Carbs have been getting a bad rap for ages, blamed for bloat and excess poundage, while protein sports a halo for its lean-machine power.And while it is true that refined carbs—found in the form of processed foods—can contribute to flab, the carbs from whole grains are a dietary must. “Protein is good for building muscles, but it’s impossible to train for an endurance event without eating carbs,” says Christine Gerbstadt, MD, RD, author of The Doctor’s Detox Diet. “You need the glycogen and the carbohydrates for energy to fuel your body through running, biking, swimming—whatever you are doing.”Not only do whole grains keep you running strong, they’re filled with fiber, which can lower cholesterol, reduce heart disease risk, and stabilize blood sugar levels. So we asked Dr. Gerbstadt to concoct 10 super-simple ways to work them into your daily diet.
1. Bread chicken breasts with whole-grain crumbs.
Plus, if you doctor up the crumbs with herbs, you’ll amp up the vitamins and the flavor. “Oregano makes it taste Italian, and it contains a lot of healthy phytochemicals.” In fact, research from Long Island University has found that oregano may kill prostate cancer cells, the second leading cause of cancer death in American men.
2. Eat oatmeal for breakfast.
An FDA analysis found that this morning staple has a powerful effect in lowering total cholesterol. If you can’t commit to the steel-cut kind before you’ve had your AM coffee fix, make it easy on yourself: just buy instant oatmeal (go for pure oats, not sugar-sweetened packets) and add a cup of hot water.Oatmeal isn’t your thing? Munch on a whole-grain cold cereal. “Read the packaging at the store to find one that’s high in fiber.” (You’ll want to shoot for 5 grams per serving.)
3. Make sandwiches on whole-grain bread.
They’re an ideal post-gym snack. “If you just finished a workout, you want two slices of whole-grain bread and three ounces of lean meat,” says Gerbstadt. “That gives you 15 grams of carbohydrates and 21 grams of protein, which is the perfect amount to rebuild your muscles and to restock your glycogen stores.”
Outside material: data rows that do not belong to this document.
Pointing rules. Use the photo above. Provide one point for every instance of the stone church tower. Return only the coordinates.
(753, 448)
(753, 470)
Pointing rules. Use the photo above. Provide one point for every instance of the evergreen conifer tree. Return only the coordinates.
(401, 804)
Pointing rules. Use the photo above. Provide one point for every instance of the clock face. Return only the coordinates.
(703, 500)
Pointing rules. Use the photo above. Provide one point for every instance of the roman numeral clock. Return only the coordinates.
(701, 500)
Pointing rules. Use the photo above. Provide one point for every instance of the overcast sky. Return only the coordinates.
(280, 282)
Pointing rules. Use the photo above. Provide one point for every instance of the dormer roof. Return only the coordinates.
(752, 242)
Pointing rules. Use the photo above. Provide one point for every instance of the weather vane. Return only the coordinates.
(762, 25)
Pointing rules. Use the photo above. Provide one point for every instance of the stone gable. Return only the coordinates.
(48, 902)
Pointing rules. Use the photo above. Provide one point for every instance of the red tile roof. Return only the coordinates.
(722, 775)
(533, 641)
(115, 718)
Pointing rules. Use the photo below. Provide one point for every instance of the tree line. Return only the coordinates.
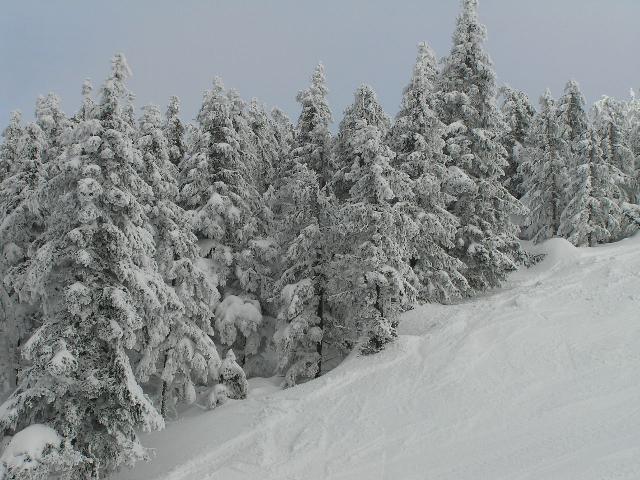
(136, 248)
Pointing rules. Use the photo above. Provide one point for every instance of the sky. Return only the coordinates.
(268, 49)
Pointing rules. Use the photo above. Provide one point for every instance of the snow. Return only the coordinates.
(27, 446)
(537, 380)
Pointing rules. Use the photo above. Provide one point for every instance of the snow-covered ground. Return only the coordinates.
(540, 380)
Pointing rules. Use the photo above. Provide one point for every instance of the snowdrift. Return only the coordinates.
(539, 380)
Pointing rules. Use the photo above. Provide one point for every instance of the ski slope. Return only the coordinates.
(539, 380)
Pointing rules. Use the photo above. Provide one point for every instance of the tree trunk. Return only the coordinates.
(320, 314)
(165, 393)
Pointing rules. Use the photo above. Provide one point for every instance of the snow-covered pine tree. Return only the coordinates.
(612, 126)
(21, 221)
(187, 355)
(10, 147)
(313, 139)
(574, 124)
(544, 172)
(518, 114)
(265, 144)
(217, 186)
(233, 377)
(284, 133)
(365, 107)
(302, 230)
(53, 122)
(88, 103)
(417, 139)
(486, 239)
(174, 130)
(633, 117)
(611, 123)
(370, 278)
(103, 296)
(593, 215)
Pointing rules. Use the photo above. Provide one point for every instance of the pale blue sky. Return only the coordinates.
(268, 49)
4. Boil up whole-wheat pasta.
You may even find you like the firmer texture better than traditional varieties. “It’s less likely to be soggy and overcooked, and the flavor can be nutty. Add red sauce, pesto, or oil and garlic, and you’ll look like a gourmet with no trouble at all.” Stick to a ½-cup to 1-cup serving; then, bulk up the meal with lean protein and vitamin-packed vegetables.
5. Experiment with buckwheat or soba noodles.
Soba is the Japanese name for buckwheat, a fruit seed that is ideal for people who are sensitive to wheat or gluten. “The noodles cook very fast—great for nights spent late at the office or gym—and are tasty when tossed with a little sesame oil and toasted sesame seeds.”
6. Buy brown rice.
The milling required to convert brown rice into white destroys most of the vitamins and all of its fiber. It takes a little longer to cook, so it may be worth it to invest in a rice cooker. “You can come home from work and put it on, and you can eat two hours later. It’s fool proof.” (See: Fit Food: The Benefits of Brown Rice.)
7. Gnaw on corn on the cob.
It’s gluten free, and research shows it’s high in antioxidants and carotenoids that are associated with eye health. If it’s not farmer’s market season, buy it frozen, then thaw it and toss it in your salad or cook it up as a side. “Go easy on the butter or drizzle it with olive oil.”
8. Try quinoa.
Even if it sounds weird, you won’t be alone: The United Nations General Assembly declared 2013 “The International Year of Quinoa.” "It’s a whole grain that looks like couscous, and it has some of the highest protein levels of any grain. If you rinse it before you cook it, it gets rid of any bitter taste.” (Try this MF recipe: Quinoa Paella with Chicken and Chorizo.)
9. Cook barley soup.
Barley is a cereal grain that’s loaded with fiber and selenium, which helps prevent cellular damage from free radicals. “Brown a little bit of lean steak, add it to a carton of beef broth, and toss in some barley, and you’ve got soup that will keep in the fridge for three days.”
10. Choose whole-grain energy bars.
Not all refueling snacks are created equal: Research has found that some are no better for you than candy bars. “Look at the ingredient label and make sure that whole grain is the first or second ingredient. And make sure the sugar content is less than 5 grams and there’s no more than three grams of fat.”